The hospital where I work recently interviewed a physician candidate for the neurological intensivist position. He inquired about the education of the nursing staff and I told him that I was proud of our professional development, because three staff members were interested in sitting for the certified neuroscience registered nurse (CNRN) examination. To my surprise, he exclaimed, "I did not know that neuroscience nurses had their own board examination." I retorted, "Don't neurologists have a board examination?" Physicians and consumer groups advocate for medical specialty board examinations, why isn't it just as important for nursing specialties? Patients are leery about undergoing surgery performed by a physician who is not board certified, yet they are not concerned about the monitoring of complex postoperative equipment by a nurse who is not board certified.

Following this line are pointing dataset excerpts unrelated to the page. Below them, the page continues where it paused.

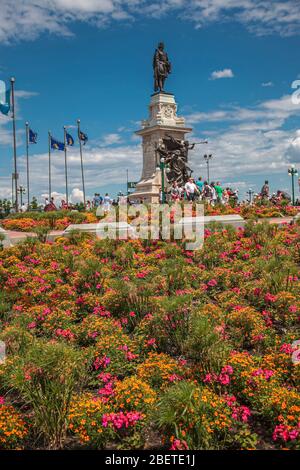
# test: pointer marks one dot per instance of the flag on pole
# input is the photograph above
(5, 104)
(83, 137)
(56, 145)
(32, 137)
(69, 139)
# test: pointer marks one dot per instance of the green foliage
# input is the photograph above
(45, 376)
(203, 345)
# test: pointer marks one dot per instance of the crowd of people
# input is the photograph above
(210, 192)
(200, 190)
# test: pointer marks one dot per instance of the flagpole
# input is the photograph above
(27, 162)
(81, 160)
(12, 82)
(49, 152)
(66, 166)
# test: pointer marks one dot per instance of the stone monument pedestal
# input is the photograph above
(162, 121)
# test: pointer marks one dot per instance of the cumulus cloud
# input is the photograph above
(27, 19)
(293, 150)
(225, 73)
(249, 140)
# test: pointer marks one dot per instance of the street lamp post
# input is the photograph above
(292, 171)
(22, 191)
(162, 169)
(207, 158)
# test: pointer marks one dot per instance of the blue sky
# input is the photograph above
(233, 66)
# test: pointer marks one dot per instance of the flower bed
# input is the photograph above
(60, 220)
(136, 339)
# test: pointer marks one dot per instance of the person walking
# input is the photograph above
(207, 192)
(191, 190)
(219, 191)
(199, 185)
(175, 192)
(213, 194)
(265, 190)
(106, 203)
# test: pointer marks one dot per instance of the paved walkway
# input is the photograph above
(16, 237)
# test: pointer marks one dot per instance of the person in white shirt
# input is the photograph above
(190, 189)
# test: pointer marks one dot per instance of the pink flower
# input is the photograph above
(101, 362)
(151, 342)
(293, 308)
(270, 298)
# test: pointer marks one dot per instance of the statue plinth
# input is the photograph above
(162, 121)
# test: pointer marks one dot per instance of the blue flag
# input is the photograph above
(5, 105)
(83, 137)
(56, 145)
(69, 139)
(32, 137)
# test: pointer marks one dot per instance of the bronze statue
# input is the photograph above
(161, 67)
(175, 153)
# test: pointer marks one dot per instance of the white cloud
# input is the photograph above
(250, 140)
(225, 73)
(293, 150)
(111, 139)
(27, 19)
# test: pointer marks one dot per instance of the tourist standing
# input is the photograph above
(219, 191)
(199, 185)
(106, 203)
(175, 192)
(190, 190)
(265, 190)
(207, 192)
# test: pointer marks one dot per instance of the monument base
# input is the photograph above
(148, 189)
(162, 123)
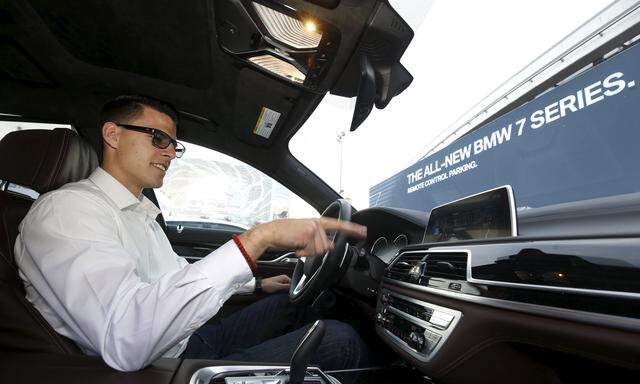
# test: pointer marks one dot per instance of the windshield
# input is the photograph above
(461, 51)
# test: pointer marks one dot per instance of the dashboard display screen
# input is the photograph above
(482, 216)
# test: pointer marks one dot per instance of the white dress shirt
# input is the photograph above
(101, 271)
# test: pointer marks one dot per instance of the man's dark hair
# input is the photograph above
(125, 108)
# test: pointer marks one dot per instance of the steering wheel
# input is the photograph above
(313, 275)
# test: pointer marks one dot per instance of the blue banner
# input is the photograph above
(576, 142)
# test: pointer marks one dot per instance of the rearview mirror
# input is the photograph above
(366, 93)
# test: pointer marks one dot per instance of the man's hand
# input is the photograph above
(276, 283)
(307, 237)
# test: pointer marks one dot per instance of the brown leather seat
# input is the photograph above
(42, 160)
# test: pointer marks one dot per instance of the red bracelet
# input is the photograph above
(250, 261)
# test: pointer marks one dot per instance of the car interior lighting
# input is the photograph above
(279, 67)
(288, 30)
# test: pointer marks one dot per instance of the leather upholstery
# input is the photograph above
(41, 160)
(44, 160)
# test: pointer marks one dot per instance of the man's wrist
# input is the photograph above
(255, 241)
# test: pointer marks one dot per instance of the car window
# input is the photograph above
(11, 126)
(206, 187)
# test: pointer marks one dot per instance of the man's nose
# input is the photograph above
(170, 151)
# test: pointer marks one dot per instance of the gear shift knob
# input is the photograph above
(307, 347)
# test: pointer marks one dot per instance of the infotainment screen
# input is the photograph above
(481, 216)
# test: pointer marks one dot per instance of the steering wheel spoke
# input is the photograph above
(315, 274)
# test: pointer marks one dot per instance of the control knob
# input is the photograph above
(416, 341)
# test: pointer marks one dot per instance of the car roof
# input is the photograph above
(61, 61)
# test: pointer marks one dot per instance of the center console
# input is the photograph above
(418, 327)
(249, 374)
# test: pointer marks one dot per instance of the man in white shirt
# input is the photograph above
(101, 271)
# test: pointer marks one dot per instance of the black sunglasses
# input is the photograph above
(159, 139)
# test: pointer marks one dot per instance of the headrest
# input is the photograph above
(44, 160)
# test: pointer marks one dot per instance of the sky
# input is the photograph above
(461, 52)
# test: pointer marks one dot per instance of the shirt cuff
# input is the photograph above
(226, 267)
(248, 288)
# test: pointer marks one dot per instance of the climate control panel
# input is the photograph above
(420, 328)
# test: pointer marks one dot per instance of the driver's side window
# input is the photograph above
(207, 189)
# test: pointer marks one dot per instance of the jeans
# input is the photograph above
(269, 331)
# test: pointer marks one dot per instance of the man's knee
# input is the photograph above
(342, 347)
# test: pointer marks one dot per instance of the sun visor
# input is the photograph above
(261, 107)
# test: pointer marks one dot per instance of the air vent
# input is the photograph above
(401, 268)
(446, 265)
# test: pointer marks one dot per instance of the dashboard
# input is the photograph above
(533, 300)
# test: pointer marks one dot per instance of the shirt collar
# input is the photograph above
(120, 195)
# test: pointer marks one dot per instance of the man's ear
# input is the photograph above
(110, 134)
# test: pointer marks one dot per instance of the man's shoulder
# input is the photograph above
(77, 195)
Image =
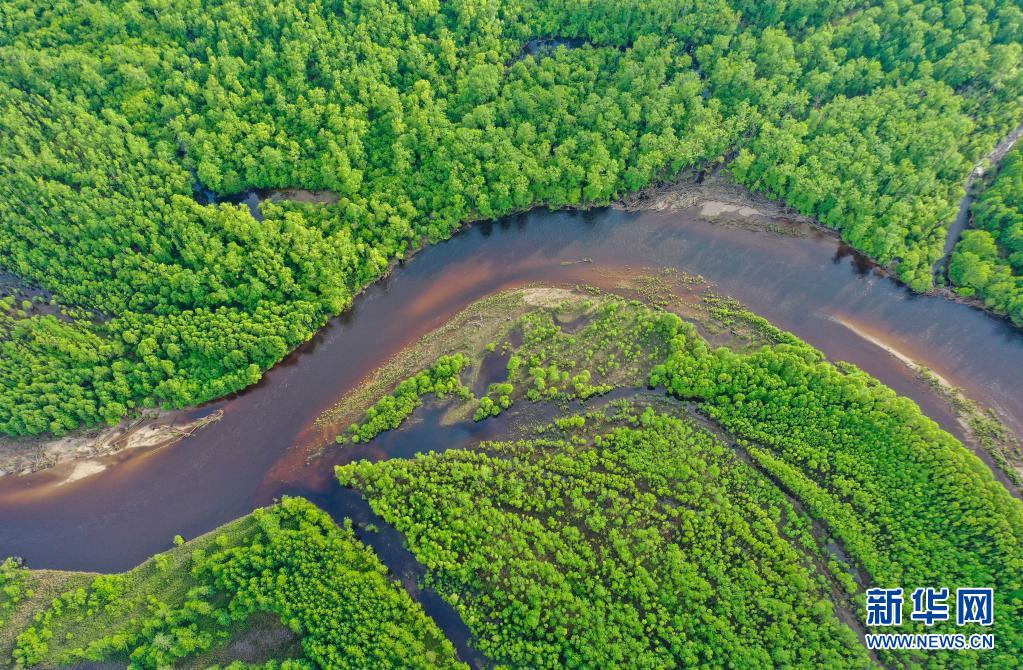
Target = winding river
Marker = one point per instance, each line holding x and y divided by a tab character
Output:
810	284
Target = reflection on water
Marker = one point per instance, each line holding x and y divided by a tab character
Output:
259	450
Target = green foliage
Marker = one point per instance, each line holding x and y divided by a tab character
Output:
294	562
390	411
988	262
643	545
910	505
419	118
13	587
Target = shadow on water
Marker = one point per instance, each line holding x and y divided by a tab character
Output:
423	433
114	520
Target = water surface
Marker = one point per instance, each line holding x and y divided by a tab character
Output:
811	285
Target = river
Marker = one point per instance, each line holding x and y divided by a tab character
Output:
810	284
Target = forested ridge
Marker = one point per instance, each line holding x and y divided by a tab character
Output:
729	511
579	505
987	262
421	116
288	560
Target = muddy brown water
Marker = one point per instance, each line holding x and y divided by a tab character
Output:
808	284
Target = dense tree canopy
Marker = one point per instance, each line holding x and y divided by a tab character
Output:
988	260
290	560
420	116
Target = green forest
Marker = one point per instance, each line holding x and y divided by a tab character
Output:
729	511
420	117
290	561
987	262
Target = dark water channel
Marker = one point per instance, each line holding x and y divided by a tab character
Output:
809	284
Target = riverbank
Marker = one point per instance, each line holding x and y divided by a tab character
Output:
84	453
258	450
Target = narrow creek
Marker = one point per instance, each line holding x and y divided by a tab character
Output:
805	282
988	164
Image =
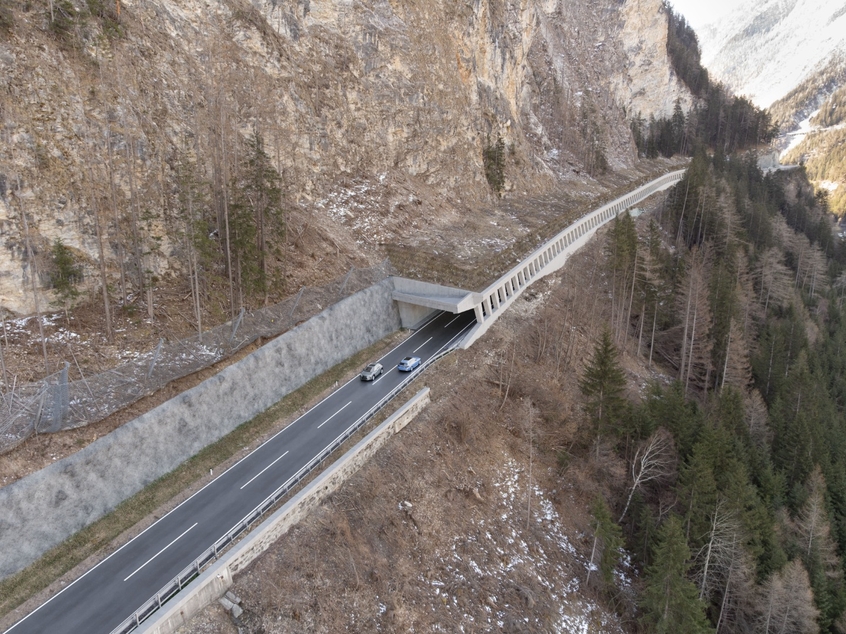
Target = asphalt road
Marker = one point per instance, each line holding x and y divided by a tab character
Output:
112	591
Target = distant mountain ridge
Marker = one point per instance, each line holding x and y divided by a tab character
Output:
765	49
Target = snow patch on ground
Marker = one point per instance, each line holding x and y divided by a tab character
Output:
504	545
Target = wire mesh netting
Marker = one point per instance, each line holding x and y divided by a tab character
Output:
55	403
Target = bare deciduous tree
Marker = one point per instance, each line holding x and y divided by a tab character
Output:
655	459
786	602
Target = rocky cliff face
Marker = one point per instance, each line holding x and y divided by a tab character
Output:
648	84
360	102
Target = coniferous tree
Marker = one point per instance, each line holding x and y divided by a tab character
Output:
257	221
602	384
607	542
670	600
64	275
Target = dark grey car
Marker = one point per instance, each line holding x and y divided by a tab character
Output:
371	372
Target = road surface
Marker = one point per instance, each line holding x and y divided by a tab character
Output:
113	590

A few of the arguments against certification come from nurses themselves. One argument suggests that board certification does not make you a competent bedside nurse. That statement is correct; board examinations test knowledge and it is the responsibility of hospital preceptors/educators/clinical nurse specialists to test bedside competence. I would, however, argue that knowledge contributes positively to bedside nursing practice. First, performing exquisite serial neurological assessments is a prerequisite for our jobs as neuroscience nurses, but we must know what we are testing.

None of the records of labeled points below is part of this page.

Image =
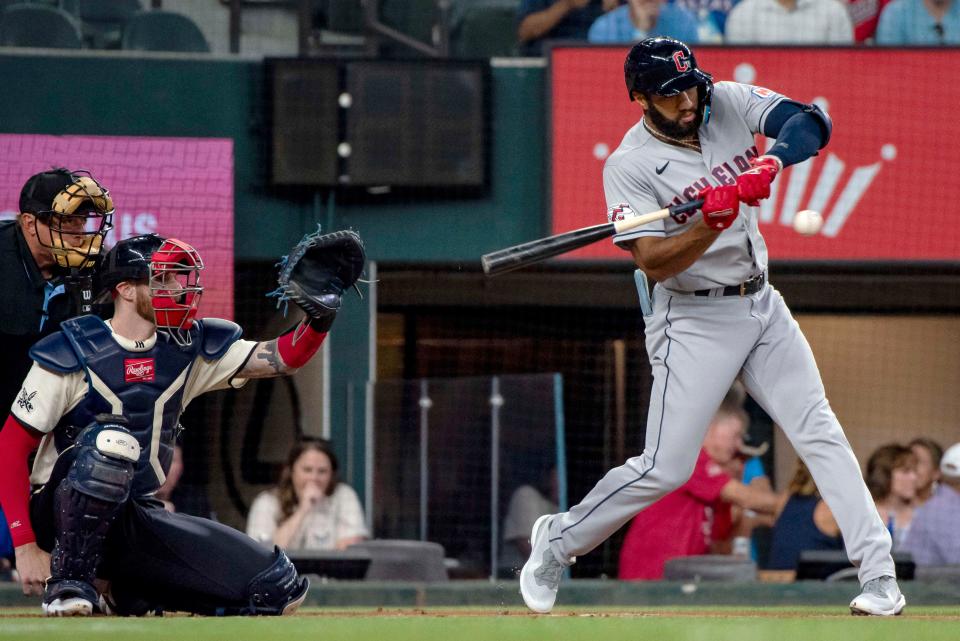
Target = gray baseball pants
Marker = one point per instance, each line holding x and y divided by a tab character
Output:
697	347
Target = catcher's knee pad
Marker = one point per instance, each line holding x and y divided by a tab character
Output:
88	500
104	464
278	590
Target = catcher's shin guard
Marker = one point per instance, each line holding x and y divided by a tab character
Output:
86	503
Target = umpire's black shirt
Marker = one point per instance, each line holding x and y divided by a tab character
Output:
23	320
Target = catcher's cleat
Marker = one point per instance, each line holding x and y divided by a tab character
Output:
68	598
880	597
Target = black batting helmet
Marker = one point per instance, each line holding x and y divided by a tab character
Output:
128	260
665	67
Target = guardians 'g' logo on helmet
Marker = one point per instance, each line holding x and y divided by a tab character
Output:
665	67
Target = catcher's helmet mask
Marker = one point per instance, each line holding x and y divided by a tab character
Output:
76	210
170	267
666	67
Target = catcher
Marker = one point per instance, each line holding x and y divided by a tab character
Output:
102	403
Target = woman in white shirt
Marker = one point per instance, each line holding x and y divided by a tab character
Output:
310	509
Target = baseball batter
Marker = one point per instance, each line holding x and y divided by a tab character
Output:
713	315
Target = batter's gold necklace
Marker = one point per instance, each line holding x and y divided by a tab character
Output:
691	143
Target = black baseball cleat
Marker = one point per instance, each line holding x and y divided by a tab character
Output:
70	598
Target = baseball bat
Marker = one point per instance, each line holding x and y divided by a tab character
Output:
534	251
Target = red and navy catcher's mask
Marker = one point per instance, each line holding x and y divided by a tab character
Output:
665	67
171	267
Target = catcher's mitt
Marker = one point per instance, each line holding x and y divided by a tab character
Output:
316	272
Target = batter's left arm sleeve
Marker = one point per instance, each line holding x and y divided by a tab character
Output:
800	131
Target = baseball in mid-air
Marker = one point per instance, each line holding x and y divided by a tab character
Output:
807	222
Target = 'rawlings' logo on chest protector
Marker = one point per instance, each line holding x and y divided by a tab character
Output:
138	370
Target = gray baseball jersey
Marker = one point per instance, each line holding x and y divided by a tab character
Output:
645	174
698	345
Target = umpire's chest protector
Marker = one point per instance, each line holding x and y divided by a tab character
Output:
146	387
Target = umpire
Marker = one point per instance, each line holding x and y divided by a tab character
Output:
50	248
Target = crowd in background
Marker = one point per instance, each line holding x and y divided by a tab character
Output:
741	22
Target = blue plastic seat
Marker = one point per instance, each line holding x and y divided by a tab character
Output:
164	31
102	21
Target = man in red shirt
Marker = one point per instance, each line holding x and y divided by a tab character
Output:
686	521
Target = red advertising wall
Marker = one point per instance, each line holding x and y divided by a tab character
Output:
886	184
176	187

For example, why do we test for a pronator drift in a patient who has suffered a middle cerebral artery (MCA) ischemic stroke? Why do we test cerebellar function in a patient who has had a posterior inferior cerebellar artery (PICA) ischemic stroke? Second, performing tasks is a job requirement, but we must know why we are performing them. For example, when family members watch us draining the external ventricular drainage device buretrol for an hourly output recording and ask, "How much drainage do you expect to see?" is it better to say, "Approximately 22 cc per hour or 500 cc per day," or say, "I do not know, you will have to ask the doctor"? Our knowledge assists patients and their significant others in their understanding of neuroscience patients. The institution where I work has tangible evidence of the importance of knowledge from the letters that staff nurses receive from patients' families. The letters consistently thank the nurses not only for caring but also for imparting their vast knowledge.

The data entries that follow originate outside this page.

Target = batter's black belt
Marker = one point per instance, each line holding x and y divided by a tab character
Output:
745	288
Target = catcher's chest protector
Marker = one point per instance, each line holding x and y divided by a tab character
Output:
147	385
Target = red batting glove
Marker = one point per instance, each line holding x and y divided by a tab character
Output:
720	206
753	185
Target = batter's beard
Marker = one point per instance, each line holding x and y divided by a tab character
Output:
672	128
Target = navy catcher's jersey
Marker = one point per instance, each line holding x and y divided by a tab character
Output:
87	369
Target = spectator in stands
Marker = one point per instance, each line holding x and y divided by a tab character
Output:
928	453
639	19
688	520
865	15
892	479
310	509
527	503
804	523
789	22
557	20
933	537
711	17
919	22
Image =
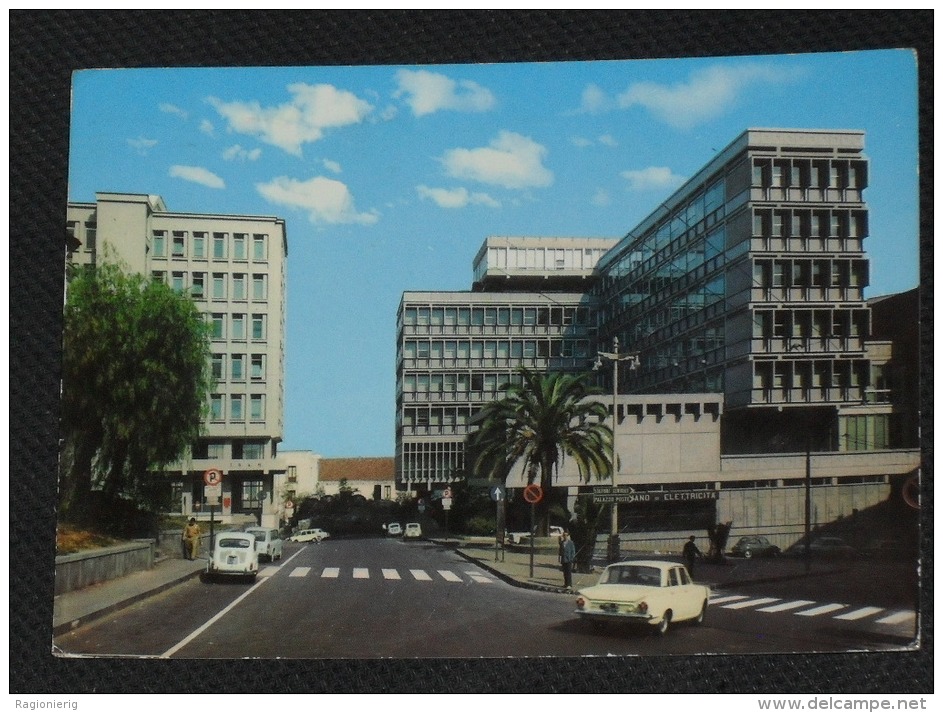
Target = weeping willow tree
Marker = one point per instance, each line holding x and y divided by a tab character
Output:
536	425
135	380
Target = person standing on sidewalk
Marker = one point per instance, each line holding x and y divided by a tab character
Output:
191	539
567	558
691	553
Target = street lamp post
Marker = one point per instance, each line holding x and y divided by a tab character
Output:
615	357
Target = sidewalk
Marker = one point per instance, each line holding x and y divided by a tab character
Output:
75	608
512	564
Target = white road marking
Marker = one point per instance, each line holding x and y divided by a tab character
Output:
786	606
824	609
898	617
859	613
730	598
751	603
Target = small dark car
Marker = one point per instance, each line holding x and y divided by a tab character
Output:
754	546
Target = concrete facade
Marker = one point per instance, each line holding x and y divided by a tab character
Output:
233	266
742	297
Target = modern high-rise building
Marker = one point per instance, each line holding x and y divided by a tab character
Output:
233	266
743	298
455	350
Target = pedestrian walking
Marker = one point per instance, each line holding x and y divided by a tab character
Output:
191	539
567	558
691	553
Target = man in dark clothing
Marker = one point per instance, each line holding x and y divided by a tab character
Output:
567	558
690	553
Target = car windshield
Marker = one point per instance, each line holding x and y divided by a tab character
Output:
648	576
234	542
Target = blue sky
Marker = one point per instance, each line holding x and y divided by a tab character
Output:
389	178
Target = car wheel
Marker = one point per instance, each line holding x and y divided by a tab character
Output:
664	624
699	619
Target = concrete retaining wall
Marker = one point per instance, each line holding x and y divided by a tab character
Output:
82	569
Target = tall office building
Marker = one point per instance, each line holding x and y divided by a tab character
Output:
233	266
456	349
742	295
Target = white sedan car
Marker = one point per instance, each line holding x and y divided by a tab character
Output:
313	535
648	592
268	542
234	554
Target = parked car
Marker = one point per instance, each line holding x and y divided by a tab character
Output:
268	543
754	546
649	592
235	555
315	534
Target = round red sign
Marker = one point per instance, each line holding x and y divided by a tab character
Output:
533	493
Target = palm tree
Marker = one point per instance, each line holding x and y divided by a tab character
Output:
538	423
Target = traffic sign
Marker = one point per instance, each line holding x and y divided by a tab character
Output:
533	493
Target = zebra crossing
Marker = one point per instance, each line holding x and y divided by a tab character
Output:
387	574
808	608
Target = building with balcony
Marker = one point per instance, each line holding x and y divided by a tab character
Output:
760	369
233	266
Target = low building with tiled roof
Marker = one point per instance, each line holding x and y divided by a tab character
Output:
374	478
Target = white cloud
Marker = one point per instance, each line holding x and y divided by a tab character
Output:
601	197
142	145
511	161
173	109
652	178
456	197
325	200
312	109
427	92
707	93
234	153
196	174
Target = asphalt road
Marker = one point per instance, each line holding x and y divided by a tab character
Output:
385	598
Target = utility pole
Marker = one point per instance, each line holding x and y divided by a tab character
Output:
614	548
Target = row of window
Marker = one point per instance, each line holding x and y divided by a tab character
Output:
809	173
494	316
539	258
237	407
222	286
788	222
800	272
807	323
224	450
495	349
237	326
200	246
237	364
462	382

Some nurses do feel strongly about board certification. For example, a few states have mandated that their critical care nursing staff become board certified as soon as they are eligible to do so. The hospital where I work recently decided to reimburse nurses who pass their respective specialty board examinations. How have nurses accomplished this? Nurses have demonstrated better patient outcomes and satisfaction through patient surveys, decreased hospital length of stay, and decreased iatrogenic complications, among other things. You may be asking, how can I influence hospital administrators and encourage my nursing colleagues to become board certified? Take charge! Get the word out! Deposit CNRN pamphlets throughout your unit!

I will leave you with one last thought. I was a neuroscience nurse for 5 years before taking the CNRN examination. I studied for the test for a year. I traveled to another state to sit for the examination. When I received the notice in the mail that I had passed, I was relieved, and then an overwhelming feeling of pride came over me. I have never forgotten that moment. If you have not taken the CNRN examination, I encourage you to do so, and you too can take pride in your accomplishment.